The production figures also saw a downturn, with Tesla manufacturing a total of 433,371 vehicles in the first quarter, down from 494,989 vehicles in the previous quarter. The production breakdown revealed that 412,376 Model 3/Y cars were produced, with 369,783 delivered, alongside 20,995 other models produced and 17,027 delivered.

Tesla's delivery shortfall was below even the most pessimistic forecasts, with analysts initially predicting figures around 470,000, later revised down to a consensus of 431,000. The discrepancy between production and deliveries, approximately 50,000 vehicles, highlighted a demand problem within the company, contradicting the excuses provided for the lower production levels.

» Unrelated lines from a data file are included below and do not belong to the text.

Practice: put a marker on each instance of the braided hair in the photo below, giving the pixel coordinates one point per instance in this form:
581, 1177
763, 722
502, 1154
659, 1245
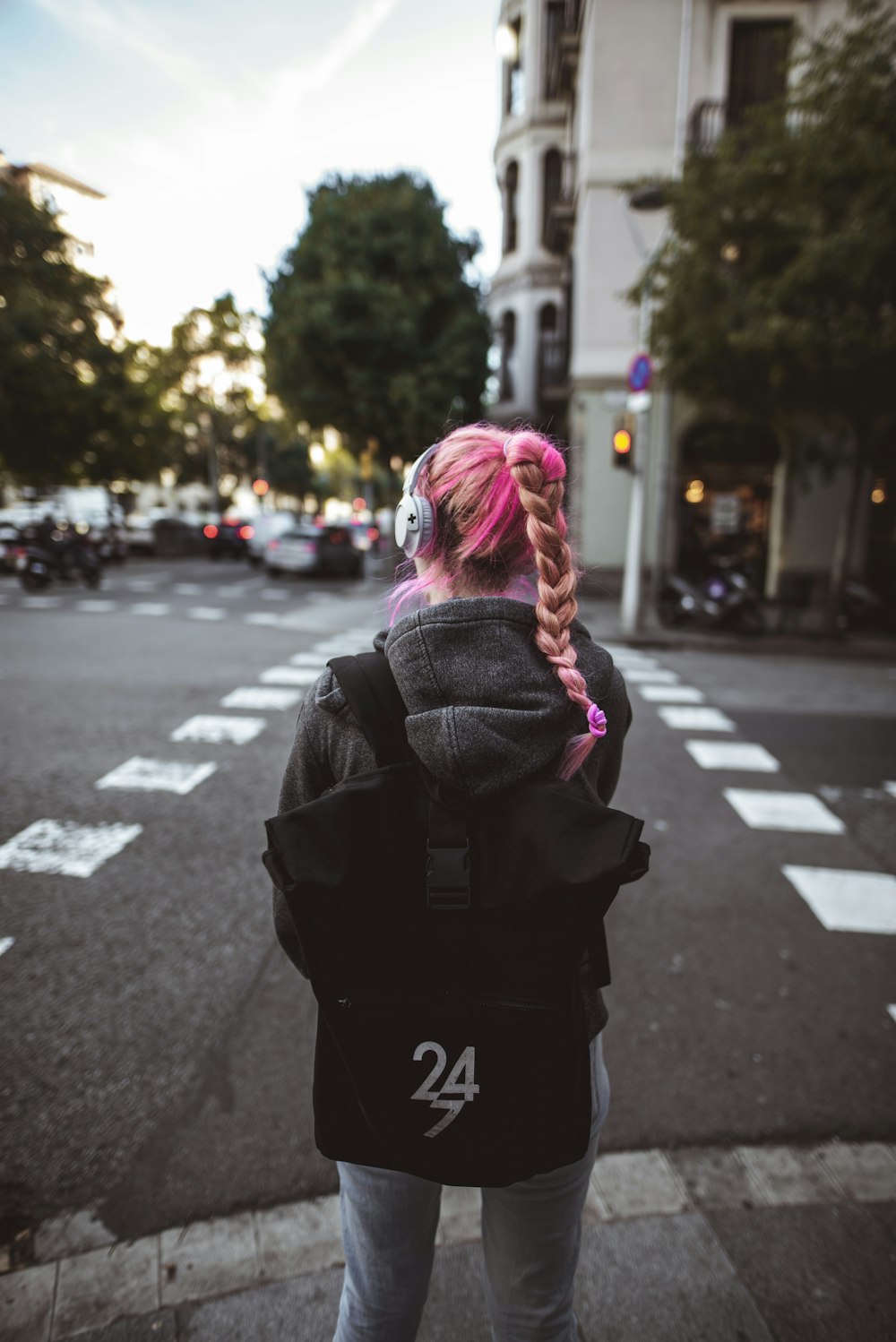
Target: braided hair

The electric carmaker attributed the decline in vehicle deliveries to several challenges, including disruptions caused by the Red Sea conflict that affected its component supply chain and led to temporary suspensions of production at its German factory outside Berlin. Environmental activists further compounded these issues by setting fire to infrastructure near the German factory, impacting Tesla's operations.

Competition in China also posed a significant hurdle for Tesla, with domestic EV makers like BYD and Xiaomi intensifying the market rivalry. This competition led Tesla to cut back on production at its Shanghai plant and reduce workers' schedules, indicating a slowdown in demand for its vehicles in the Chinese market.

The launch of Tesla's Cybertruck received mixed reviews in the U.S., and the company's discounts and incentives appeared less effective in boosting sales than in previous periods. In a last-ditch effort to drive sales, CEO Elon Musk mandated sales and service staff to install and demo the company's Full Self-Driving system to customers in North America before vehicle handovers, despite the system not rendering Tesla cars autonomous.

The first-quarter performance resulted in a 29% drop in Tesla shares, marking the biggest quarterly decline since the end of 2022 and one of the steepest since Tesla's IPO in 2010. This downturn signals a critical juncture for Tesla as it grapples with production challenges, increased competition, and a clear demand issue, underscoring the need for strategic adjustments to regain its momentum in the EV market.